Ther Gerbers are good but if you get, or have, a Gerber blunt tip, it's not really all that blunt so I suggest sanding down those corners which are surprisingly sharp - they could gash that tender skin of your forearm or thigh when you're not being delicate with how you handle it. With any knife check this kind of thing out by testing it with a trial run slipping the knife between your skin on an arm of leg and a tight rope before you consider your installation on your PFD complete.


----------



## ungulate (Dec 30, 2019)

Another obvious thought about river knifes - it MAY be better not to loose the knife if it comes out of it's case unexpectedly - but I certainly don't like the idea of having a sharp object dangling form a tether on my PFD. This will most likely happen while falling out of or climbing back into the boat and all sorts of damage could result.


----------



## jonseim (May 27, 2006)

I've never had to use one in a rescue situation and hope I never do. Currently have the stohlquist on the vest. Tried the bear claw, lost it in lower section of the San Juan and scared the crap out of me. If you walked on that barefoot, it would ruin your trip. We tried to find it for awhile, no glory. If fell out while regaining entry to the boat after a nice swim. Super sharp knife that I liked, but yes, I was worried about slicing something when removed and with big hands, didn't like.
Also have a spyderco rescue in a pocket.


----------



## jerseyjeff (Apr 16, 2016)

I have been on the water for a while, and been through a ton of knives looking for the perfect knife. I started with a a dive knife because that was all I could find, and then spent a while with the gerber cliplock knifes both single edge and double edged with serrated the knives were very sharp, but the handles had a really hard edge that dug into your hand in use, the sheath was pretty reliable, and I always ran a piece of 3mm rope through the handle with a cord lock as a stopper, with the idea that if things went pear shaped I could pull the knife, lose the cordlock, and not have an unintentional deployment. I then found a benchmade fixed sh20, and that is a great blade with serrated and smooth blades, and that is still on one of my vests (astral 300r) on my other vest (kokatat centurion) I have a spyderco salt rescue folder. The spyderco salts are crazy sharp and will make short work of ropes and webbing. 
I agonized over folder vs not folder, and I can deploy and open the spyderco eyes closed, but it is not as foolproof as a fixed blade. My biggest concerns have always been not having an unintentional deployment (seen happen with the gerber shortys and crkts) and non rusting, and able to cut throw ropes fast.


----------



## Rightoarleft (Feb 5, 2021)

Any discussion about "which knife" first must address why we carry rapid deployment blades in the first place. If we are honest, we carry "rescue knives" for peace of mind. Because let's get real, the odds of a knife becoming a lifesaving tool is infinitesimal. A person is far more likely to cut themselves than save somebody from injury. That's the statistical reality. 
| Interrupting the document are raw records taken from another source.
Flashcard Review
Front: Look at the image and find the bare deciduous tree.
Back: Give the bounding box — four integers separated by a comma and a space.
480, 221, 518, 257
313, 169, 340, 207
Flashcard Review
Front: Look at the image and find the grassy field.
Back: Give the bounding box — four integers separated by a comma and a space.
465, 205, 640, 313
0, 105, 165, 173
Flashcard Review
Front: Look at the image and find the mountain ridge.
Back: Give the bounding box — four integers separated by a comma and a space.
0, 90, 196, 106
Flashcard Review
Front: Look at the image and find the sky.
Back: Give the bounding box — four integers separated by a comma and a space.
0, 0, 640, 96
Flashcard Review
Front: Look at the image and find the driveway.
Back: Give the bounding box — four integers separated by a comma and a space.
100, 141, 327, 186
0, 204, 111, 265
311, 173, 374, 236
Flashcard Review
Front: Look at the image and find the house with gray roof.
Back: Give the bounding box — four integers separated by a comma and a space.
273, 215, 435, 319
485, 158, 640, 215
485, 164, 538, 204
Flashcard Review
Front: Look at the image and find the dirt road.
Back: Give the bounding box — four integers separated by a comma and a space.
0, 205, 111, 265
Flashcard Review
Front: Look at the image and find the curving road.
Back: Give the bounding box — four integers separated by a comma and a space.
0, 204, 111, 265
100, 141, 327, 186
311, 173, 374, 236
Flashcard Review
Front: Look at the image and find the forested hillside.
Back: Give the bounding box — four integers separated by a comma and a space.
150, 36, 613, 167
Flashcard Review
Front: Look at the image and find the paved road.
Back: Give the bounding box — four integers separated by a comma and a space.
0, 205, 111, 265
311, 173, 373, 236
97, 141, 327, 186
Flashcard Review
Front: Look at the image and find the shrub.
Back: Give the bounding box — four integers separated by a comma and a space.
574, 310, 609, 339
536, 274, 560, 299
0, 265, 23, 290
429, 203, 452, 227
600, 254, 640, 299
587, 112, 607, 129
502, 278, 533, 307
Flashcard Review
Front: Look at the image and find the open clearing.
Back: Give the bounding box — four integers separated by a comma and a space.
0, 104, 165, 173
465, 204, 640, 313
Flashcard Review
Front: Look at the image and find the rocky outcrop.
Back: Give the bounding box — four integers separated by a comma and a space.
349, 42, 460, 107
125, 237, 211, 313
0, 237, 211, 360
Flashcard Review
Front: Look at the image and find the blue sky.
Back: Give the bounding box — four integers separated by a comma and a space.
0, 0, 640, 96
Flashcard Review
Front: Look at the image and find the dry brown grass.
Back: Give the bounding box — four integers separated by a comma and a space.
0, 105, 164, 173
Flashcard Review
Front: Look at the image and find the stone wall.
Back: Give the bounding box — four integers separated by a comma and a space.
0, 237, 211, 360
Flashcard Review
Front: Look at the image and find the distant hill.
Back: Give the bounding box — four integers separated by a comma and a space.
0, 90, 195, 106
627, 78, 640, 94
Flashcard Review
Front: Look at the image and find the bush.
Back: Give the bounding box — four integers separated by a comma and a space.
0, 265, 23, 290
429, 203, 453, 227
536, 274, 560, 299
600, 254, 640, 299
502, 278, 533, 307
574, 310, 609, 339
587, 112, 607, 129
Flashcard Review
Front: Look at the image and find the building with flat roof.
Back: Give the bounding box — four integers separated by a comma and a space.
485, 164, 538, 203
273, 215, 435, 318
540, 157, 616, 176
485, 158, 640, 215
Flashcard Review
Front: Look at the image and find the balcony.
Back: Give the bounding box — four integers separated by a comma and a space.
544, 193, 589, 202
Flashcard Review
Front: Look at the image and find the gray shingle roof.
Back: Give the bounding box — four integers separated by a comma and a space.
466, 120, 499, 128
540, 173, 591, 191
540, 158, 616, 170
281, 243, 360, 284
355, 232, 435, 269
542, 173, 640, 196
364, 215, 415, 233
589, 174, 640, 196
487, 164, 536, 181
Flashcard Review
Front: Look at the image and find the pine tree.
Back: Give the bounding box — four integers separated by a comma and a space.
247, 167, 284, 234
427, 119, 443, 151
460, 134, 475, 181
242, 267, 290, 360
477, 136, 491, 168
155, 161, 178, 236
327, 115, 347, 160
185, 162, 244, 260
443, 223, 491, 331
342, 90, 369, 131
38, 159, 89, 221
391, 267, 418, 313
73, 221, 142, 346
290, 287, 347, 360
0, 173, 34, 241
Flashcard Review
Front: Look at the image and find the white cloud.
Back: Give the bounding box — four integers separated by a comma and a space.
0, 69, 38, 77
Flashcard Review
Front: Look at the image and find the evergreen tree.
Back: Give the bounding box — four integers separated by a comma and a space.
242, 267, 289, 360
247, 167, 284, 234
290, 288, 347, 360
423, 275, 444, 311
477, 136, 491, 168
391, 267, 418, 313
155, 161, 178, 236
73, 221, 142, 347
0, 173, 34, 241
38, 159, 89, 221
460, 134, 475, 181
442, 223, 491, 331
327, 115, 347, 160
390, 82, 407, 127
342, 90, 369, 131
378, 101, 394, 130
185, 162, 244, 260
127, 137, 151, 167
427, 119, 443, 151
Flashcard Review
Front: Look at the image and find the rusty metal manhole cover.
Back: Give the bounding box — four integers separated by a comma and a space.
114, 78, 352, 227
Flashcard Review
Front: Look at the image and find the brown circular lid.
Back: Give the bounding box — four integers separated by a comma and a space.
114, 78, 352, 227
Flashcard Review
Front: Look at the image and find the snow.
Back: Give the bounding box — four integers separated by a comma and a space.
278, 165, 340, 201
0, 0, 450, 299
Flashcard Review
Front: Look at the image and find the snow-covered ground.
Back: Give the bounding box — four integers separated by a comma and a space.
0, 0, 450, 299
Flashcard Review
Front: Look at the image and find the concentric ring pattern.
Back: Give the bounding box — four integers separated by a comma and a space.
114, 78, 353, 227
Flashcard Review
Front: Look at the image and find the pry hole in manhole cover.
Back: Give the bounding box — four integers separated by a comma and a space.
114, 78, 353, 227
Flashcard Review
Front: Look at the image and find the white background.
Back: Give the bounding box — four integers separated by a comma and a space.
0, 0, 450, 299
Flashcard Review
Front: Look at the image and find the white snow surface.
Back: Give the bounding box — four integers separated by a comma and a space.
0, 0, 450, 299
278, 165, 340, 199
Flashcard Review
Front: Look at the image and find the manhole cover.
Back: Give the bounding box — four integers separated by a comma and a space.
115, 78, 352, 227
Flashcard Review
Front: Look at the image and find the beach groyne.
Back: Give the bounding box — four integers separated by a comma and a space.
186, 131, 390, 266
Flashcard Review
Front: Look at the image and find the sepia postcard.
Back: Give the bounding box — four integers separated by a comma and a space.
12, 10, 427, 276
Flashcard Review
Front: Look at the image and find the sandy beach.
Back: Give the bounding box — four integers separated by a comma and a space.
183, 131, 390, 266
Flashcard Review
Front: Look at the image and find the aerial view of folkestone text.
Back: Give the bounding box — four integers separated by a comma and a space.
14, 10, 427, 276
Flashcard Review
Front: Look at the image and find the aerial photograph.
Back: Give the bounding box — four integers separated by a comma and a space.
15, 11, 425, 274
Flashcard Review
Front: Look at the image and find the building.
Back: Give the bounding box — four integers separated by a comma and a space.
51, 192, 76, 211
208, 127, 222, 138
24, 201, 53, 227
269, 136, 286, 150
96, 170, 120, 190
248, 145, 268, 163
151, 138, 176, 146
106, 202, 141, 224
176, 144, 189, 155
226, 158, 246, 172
I do not carry a knife to save lives. I carry for utility. Will it reach the bottom of the peanut butter? How easy is it to clean? Can I sharpen it? Can it be used to pry? Is it high vis? Will it trim hangnails? Am I going to cry when I lose it, or is it cheap and easy to replace? I want a knife that is secure AND easy to deploy. Ahh the holy grail.

Like the perfect flashlight, the perfect knife does not exist. I have a pile of knives and flashlights to fill a drawer. I don't care anymore. I'm about ready to ditch river knives altogether and instead carry a spyderco and a good spreader. The older I get, the more it's about sandwiches.


----------



## MT4Runner (Apr 6, 2012)

zcollier said:


> I've been going down the rabbit hole of river knives this week and wonder what everyone uses and likes. Would you mind sharing what you use and why?
> 
> Here are the factors I think about when considering a river knife:
> 1. Quick access
> ...


I like my Bear Claw. It's not a good knife for cutting sandwiches or spreading peanut butter like my old NRS River Shorty/Pilot, but it's far better for what it's intended to do...better retention, less snagging, etc.
I wouldn't say it's perfect for #7 accessibility with either hand, but I'm a very dominant righty when it comes to knife use. If I had my right arm trapped, I'd probably drown even if my left hand found the knife more accessible.
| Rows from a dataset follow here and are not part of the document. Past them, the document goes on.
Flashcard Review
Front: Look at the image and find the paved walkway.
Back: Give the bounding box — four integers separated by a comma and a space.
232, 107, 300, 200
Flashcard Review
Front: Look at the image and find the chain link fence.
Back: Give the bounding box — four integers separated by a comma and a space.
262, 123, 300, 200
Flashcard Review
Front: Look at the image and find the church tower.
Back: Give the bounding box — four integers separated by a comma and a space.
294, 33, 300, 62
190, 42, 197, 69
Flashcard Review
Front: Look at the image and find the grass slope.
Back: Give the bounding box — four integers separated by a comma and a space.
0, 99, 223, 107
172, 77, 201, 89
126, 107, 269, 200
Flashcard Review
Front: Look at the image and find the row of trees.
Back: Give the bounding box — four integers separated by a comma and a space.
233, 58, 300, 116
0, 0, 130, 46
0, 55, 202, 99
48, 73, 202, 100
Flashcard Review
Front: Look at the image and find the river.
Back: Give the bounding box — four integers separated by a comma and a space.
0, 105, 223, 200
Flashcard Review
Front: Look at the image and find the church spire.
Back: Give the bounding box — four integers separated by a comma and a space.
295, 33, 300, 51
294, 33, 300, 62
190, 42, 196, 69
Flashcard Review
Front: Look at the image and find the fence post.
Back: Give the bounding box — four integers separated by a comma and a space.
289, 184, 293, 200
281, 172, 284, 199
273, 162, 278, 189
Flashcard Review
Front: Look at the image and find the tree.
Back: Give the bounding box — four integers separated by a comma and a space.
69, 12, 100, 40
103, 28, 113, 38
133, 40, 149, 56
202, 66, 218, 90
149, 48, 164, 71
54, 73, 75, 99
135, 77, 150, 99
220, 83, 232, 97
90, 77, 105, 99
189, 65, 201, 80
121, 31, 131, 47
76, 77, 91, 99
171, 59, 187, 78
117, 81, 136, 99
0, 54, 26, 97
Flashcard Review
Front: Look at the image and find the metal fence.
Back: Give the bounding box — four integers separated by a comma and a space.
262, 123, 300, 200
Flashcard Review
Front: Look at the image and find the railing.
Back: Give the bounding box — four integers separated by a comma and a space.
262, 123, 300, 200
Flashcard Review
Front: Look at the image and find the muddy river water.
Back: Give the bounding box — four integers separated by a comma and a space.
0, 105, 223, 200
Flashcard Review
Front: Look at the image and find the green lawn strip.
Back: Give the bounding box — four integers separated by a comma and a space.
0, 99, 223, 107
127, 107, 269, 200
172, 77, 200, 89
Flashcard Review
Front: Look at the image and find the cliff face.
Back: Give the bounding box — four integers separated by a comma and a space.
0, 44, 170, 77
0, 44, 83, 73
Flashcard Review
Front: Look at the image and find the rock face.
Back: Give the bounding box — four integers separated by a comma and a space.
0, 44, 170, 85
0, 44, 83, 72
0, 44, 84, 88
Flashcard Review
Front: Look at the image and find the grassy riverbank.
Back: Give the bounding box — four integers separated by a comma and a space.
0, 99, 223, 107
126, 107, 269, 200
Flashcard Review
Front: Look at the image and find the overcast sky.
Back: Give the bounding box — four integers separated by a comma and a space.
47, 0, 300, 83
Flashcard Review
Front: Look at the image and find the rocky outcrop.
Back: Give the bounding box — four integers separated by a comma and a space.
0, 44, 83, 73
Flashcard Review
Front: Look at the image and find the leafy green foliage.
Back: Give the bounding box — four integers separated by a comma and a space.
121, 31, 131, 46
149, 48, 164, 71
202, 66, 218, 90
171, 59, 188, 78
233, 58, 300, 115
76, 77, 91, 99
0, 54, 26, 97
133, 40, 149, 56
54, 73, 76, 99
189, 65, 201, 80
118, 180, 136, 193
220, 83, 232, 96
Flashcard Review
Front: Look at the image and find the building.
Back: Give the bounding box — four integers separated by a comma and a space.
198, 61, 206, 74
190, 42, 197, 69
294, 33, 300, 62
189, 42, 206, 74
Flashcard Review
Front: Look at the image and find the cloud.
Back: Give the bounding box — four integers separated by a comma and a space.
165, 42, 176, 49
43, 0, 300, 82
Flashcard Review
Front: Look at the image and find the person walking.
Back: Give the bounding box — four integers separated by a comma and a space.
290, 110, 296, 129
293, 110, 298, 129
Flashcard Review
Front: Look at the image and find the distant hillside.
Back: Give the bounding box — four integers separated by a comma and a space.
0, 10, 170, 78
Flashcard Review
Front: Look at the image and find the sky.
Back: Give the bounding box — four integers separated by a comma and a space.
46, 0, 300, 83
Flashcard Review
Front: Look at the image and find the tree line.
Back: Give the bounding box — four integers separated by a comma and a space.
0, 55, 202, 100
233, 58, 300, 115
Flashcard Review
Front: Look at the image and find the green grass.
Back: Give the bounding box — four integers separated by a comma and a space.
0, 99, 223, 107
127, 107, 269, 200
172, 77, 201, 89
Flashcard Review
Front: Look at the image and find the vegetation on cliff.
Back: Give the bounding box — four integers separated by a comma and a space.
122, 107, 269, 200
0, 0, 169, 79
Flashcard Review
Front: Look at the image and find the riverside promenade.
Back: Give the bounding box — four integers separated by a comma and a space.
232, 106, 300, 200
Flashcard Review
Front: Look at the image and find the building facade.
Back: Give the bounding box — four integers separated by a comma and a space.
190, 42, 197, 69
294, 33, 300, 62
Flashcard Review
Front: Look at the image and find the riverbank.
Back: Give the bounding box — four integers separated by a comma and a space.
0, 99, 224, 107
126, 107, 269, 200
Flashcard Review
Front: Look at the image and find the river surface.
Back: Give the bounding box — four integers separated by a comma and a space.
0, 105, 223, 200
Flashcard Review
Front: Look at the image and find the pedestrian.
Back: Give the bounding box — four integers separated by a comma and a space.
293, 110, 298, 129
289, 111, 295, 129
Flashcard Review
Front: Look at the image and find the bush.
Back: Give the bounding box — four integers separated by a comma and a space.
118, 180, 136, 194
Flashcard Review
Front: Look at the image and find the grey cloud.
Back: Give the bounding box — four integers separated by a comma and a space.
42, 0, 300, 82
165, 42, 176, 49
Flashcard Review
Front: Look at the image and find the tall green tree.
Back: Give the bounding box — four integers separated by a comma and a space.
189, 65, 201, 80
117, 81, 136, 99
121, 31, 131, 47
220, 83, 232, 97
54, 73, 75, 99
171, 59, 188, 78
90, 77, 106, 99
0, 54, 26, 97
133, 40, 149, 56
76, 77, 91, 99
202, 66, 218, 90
I would also comment that many PFD's and many knives are not easily co-compatible with each other. It's sometimes necessary to do things with the PFD that are maybe not recommended to get a knife fastened securely (i.e. pfd shoulder straps, etc).....and ideal knife placement can be a bit different between kayaking and rafting uses. Knives SUCK right in front of your chest for rafting because you hit your hands/oar handles on the knife...and are also bad for raft re-entries. Same placement isn't really a bad spot in a kayak.


----------



## Conundrum (Aug 23, 2004)

I've had Gerber Shorties, lost a couple even with little retaining bands. Had some Stohlquists and still do but don't like their attachments to PFDs. I do feel that a rescue knife should be quickly accessible and not used for duties outside rescues. Yes, I have used knives in real rescue situations. Some to help people and some to help gear.
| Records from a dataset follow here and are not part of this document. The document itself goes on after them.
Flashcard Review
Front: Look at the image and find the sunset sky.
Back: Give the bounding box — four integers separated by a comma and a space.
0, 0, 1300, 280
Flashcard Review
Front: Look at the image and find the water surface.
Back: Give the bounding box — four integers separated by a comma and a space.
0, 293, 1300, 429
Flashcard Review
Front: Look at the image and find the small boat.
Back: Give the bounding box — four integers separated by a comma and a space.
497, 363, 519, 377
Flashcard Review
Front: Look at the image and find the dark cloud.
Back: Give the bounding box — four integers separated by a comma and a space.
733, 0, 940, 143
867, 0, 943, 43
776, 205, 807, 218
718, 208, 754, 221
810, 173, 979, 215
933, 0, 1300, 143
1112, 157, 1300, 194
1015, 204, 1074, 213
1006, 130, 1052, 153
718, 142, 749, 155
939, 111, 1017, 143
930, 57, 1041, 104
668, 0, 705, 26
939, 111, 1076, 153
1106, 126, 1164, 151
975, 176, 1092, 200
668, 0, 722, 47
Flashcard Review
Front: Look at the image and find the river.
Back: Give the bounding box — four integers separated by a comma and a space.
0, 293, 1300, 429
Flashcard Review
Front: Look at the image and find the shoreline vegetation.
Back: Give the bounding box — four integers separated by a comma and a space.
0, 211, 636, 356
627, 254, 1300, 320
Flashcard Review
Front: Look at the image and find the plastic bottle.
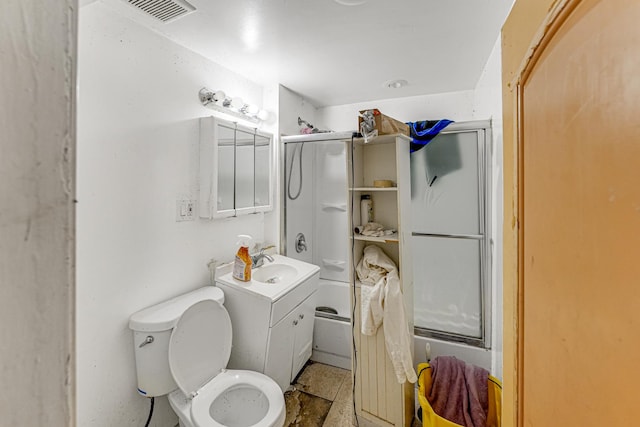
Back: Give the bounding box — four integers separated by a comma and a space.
233, 234, 253, 282
360, 194, 373, 225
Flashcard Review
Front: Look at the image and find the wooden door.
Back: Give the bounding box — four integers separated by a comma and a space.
503, 0, 640, 427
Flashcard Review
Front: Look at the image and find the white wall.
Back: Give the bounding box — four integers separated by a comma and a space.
473, 37, 503, 378
77, 2, 277, 427
317, 90, 474, 131
317, 37, 502, 378
278, 86, 318, 135
0, 0, 77, 426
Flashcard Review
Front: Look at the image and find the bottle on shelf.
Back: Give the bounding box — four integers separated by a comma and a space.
360, 194, 373, 225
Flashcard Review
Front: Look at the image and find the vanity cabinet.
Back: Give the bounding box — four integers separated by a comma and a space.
264, 292, 315, 390
216, 264, 319, 391
346, 134, 415, 427
199, 117, 273, 219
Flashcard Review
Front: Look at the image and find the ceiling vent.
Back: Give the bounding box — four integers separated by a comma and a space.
127, 0, 196, 23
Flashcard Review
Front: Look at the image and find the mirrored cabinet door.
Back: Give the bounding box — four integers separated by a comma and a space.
199, 117, 273, 219
255, 132, 271, 211
215, 124, 236, 216
235, 127, 255, 215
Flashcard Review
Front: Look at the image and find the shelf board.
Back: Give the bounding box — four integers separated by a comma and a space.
352, 233, 399, 243
349, 187, 398, 191
353, 133, 411, 145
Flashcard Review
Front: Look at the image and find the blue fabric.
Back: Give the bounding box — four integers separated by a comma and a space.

I mentioned the ESEE Imlay earlier in the thread and thought I get a pic up. It is: blunt tipped, light, sharp, half serrated, easy to deploy with either hand, has a good sheath that keeps it in plus a "tail" that locks it in, if things are cold and slippery my pinky fits in the hole on the end of the grip, and the attachment is really flexible on how you hook it to your vest. Couple that with the thought out Maximus vest and I think I've got a winner. Reinforced attached point with a cover to keep the tip in for re-entries. The vest also has a magnet closing pouch behind the rescue gear pouch that is perfectly sized for a Spyderco style knife. You can see the little grey cord loop for it in the pic. I keep a cheap Spyderco knock off in there that I picked up on Sierra. This is my food, loan out, general tool knife in my pfd that I don't care what happens. In a pinch, it would be a good back up too and is quickly accessible but not as quick as the fixed blade. Why carry two knives? Maybe I'm a little more safety oriented or maybe I would lose sleep if something went wrong in a scenario due to rescue equipment failure so keep the rescue sharp for rescues and a backup in case for cutting limes for cocktails, chipping ice, cutting up smoked salmon etc. I could lose more weight with a big poop than I ever would by not carry the little backup.

Everyone should boat how they like and carry what they want. I run my rig how I like and am open to learning new ways.


----------